Blumenauer complains about the "noise, pollution, and ugliness" of a freeway, but fails to note the huge benefits created by that freeway. For one thing, it is far safer than city streets or light rail. Fatalities per passenger mile suffered on urban freeways are half those on city streets and just a third of those caused by light rail.

Further, highways and autos give people access to better jobs, better medical care, a wide variety of low-cost consumer goods, more recreation opportunities, and socializing with a wider range of friends and relatives. Automobility is a hundred times more important to our lives than the internet. It is just this mobility that people such as Blumenauer seek to destroy.

Remember, this is the Earl Blumenauer who told National Public Radio that congestion "is exciting. It means business to the merchants. It means an exciting street life. It's the sort of the hustle and bustle -- and people don't mind going slow."

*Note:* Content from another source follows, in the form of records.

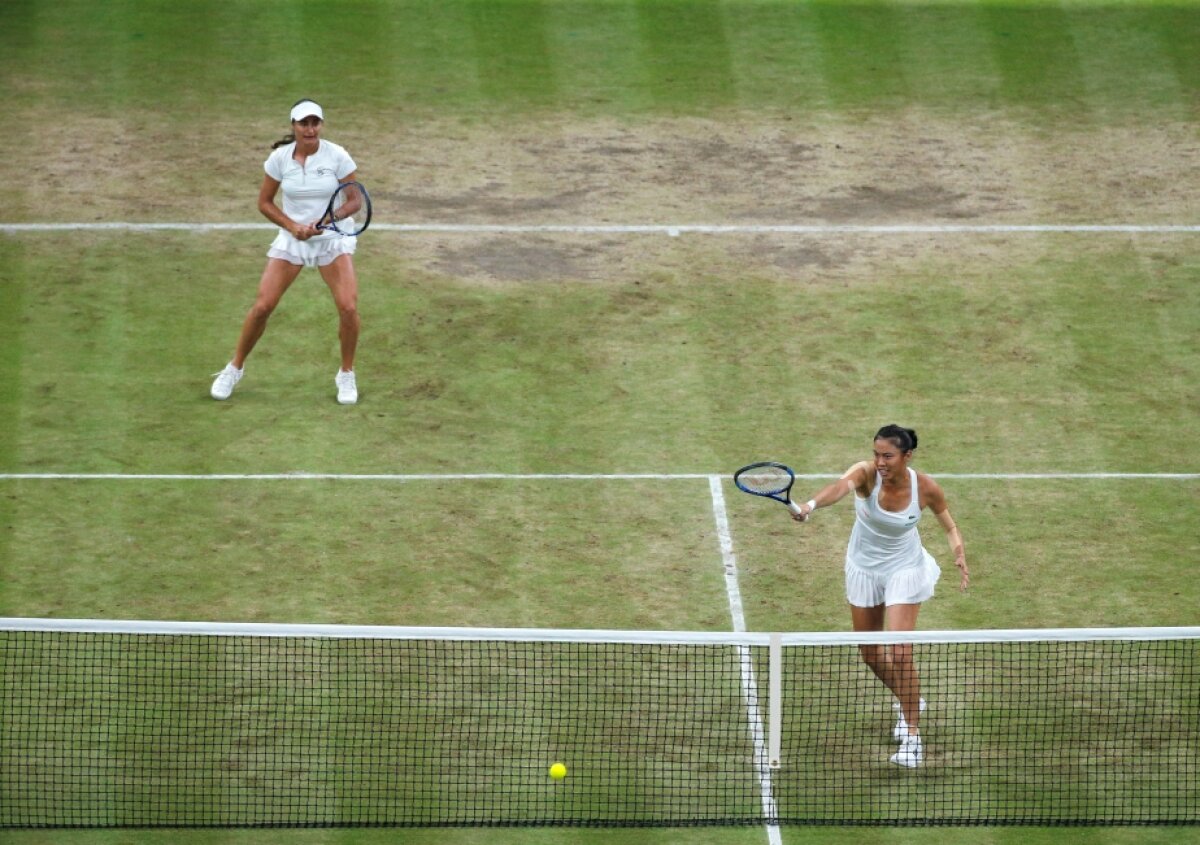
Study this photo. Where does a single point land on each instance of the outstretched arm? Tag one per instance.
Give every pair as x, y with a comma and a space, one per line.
936, 501
853, 478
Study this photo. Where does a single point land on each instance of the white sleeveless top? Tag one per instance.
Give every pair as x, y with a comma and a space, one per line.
885, 541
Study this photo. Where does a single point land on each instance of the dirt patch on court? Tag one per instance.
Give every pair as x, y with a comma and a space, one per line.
883, 169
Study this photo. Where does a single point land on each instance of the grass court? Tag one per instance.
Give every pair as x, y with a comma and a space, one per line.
537, 353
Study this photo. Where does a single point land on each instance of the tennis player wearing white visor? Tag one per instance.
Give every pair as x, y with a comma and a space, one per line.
888, 570
309, 169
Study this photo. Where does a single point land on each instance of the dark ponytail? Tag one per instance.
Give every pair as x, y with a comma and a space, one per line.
905, 439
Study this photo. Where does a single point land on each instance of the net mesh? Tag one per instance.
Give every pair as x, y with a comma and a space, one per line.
157, 730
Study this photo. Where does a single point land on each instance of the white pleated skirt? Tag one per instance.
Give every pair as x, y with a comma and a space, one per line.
900, 586
313, 252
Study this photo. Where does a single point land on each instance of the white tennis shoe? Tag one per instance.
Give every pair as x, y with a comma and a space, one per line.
910, 753
901, 730
226, 379
347, 388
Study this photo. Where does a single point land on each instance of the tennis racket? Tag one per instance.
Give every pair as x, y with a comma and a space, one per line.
769, 479
349, 210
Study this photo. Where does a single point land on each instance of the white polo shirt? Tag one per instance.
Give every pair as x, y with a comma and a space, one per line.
309, 186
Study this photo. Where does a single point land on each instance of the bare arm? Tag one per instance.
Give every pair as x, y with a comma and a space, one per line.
853, 478
936, 501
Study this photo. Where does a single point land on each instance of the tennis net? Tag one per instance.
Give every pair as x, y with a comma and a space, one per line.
155, 724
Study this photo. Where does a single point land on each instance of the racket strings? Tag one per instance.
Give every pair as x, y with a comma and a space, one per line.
766, 480
352, 209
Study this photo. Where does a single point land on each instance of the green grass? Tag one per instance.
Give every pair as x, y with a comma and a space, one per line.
693, 354
477, 58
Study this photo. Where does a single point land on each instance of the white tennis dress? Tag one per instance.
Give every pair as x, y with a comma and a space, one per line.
306, 191
886, 563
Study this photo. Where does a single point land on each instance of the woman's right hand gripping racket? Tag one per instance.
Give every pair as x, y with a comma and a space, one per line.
349, 210
769, 479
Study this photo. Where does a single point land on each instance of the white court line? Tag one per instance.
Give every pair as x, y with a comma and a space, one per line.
551, 477
672, 229
749, 684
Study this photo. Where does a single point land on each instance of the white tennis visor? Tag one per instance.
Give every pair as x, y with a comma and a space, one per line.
303, 109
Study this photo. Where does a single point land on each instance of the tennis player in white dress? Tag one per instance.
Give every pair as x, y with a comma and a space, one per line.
307, 169
888, 571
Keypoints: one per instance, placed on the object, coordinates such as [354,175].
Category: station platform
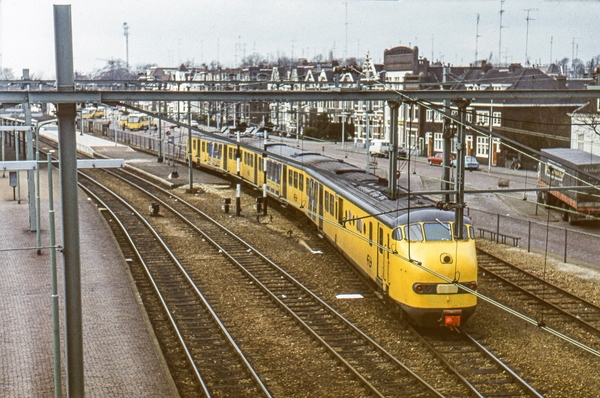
[121,356]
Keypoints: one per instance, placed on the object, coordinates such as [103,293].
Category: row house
[585,123]
[542,124]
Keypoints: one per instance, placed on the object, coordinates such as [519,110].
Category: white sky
[170,32]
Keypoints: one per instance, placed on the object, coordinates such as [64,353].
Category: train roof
[365,190]
[368,190]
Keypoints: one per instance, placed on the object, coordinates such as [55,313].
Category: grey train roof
[352,182]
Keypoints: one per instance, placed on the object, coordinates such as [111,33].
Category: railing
[567,244]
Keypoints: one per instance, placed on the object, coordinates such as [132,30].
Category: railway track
[379,371]
[483,372]
[214,364]
[474,365]
[552,305]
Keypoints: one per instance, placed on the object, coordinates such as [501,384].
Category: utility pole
[527,34]
[63,42]
[476,39]
[126,34]
[500,30]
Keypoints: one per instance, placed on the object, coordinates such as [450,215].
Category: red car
[437,159]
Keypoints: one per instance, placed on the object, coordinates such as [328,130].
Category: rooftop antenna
[500,39]
[573,54]
[477,39]
[527,34]
[126,34]
[346,48]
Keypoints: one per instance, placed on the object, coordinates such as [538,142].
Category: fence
[567,244]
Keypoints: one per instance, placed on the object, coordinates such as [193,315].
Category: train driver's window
[413,233]
[437,231]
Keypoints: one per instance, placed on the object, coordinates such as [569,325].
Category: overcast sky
[168,33]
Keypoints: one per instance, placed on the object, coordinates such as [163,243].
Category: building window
[497,119]
[469,142]
[429,115]
[482,148]
[438,141]
[482,118]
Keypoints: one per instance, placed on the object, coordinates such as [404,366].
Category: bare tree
[114,70]
[6,74]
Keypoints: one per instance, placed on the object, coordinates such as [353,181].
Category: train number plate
[447,289]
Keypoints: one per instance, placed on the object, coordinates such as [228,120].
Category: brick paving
[120,356]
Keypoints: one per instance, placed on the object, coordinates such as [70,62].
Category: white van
[379,148]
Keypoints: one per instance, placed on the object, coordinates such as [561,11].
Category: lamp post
[37,182]
[55,314]
[126,34]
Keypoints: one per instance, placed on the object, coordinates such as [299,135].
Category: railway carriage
[403,246]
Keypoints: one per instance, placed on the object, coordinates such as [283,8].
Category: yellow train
[137,121]
[402,245]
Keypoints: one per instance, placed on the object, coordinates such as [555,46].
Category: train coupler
[451,318]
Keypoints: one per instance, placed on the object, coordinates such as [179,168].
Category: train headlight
[424,288]
[446,258]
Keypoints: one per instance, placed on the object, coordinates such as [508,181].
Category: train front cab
[426,298]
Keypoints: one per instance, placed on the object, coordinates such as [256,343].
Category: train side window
[437,231]
[331,204]
[413,233]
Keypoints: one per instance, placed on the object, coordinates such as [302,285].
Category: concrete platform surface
[121,358]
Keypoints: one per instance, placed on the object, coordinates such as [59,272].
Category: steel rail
[275,297]
[542,282]
[216,319]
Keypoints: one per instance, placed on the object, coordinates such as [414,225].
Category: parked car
[402,153]
[437,159]
[379,148]
[471,163]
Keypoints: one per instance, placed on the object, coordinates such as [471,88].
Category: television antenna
[527,34]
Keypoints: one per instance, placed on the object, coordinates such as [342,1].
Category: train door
[494,153]
[382,258]
[255,167]
[284,182]
[320,209]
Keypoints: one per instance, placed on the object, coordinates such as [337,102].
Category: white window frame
[429,115]
[483,118]
[438,141]
[497,119]
[482,146]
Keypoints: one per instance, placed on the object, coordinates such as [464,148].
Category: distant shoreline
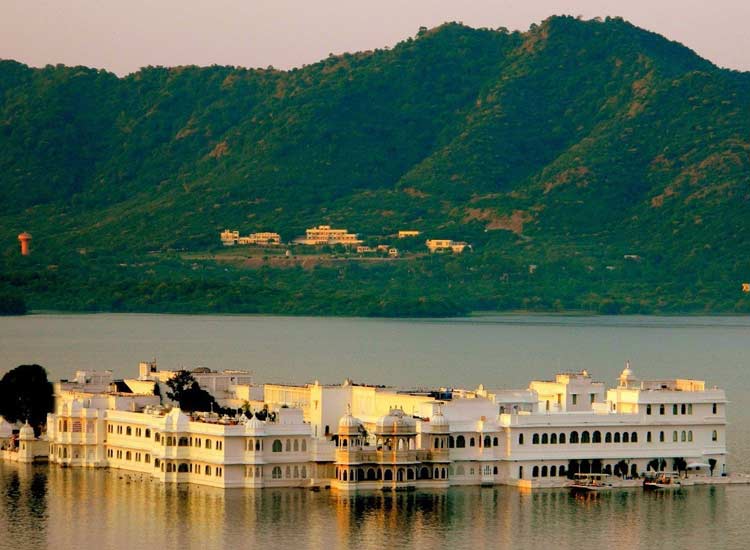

Remember, Portland is the city where planners want to increase congestion on most freeways to what traffic engineers call "level of service F" -- meaning bumper-to-bumper, stop-and-go traffic. "Transportation solutions aimed solely at relieving congestion are inappropriate," they say, because "increasing highway capacities would eliminate transit ridership."

And remember, Portland planners also say that they want to "replicate" Los Angeles in Portland because Los Angeles, the most congested urban area in America, has the fewest miles of freeway per capita of any U.S. urban area. Blumenauer's proposal to demolish a critical portion of Interstate 5 would certainly contribute to that goal.

In 1959, Nikita Khrushchev saw his first U.S. interstate freeway and said he was shocked by the waste of time, money, and effort. In his country, "there was little need for such roads because the Soviet people lived close together, did not care for automobiles, and seldom moved."

Today, as Russians buy automobiles in record numbers and move to their suburbs, smart-growth advocates such as Blumenauer want to recreate 1959 Moscow in American cities. I think it is safe to say that this is not a good idea.

Representative Blumenauer's proposal is on the OregonLive web site. You can read Nikita Khrushchev's comments on American highways and housing, such as why he thinks Soviet apartments are better than American single-family homes, in Stephen E. Ambrose, Eisenhower: Volume II--The President (New York, NY: Simon & Schuster, 1984), pp. 542-543.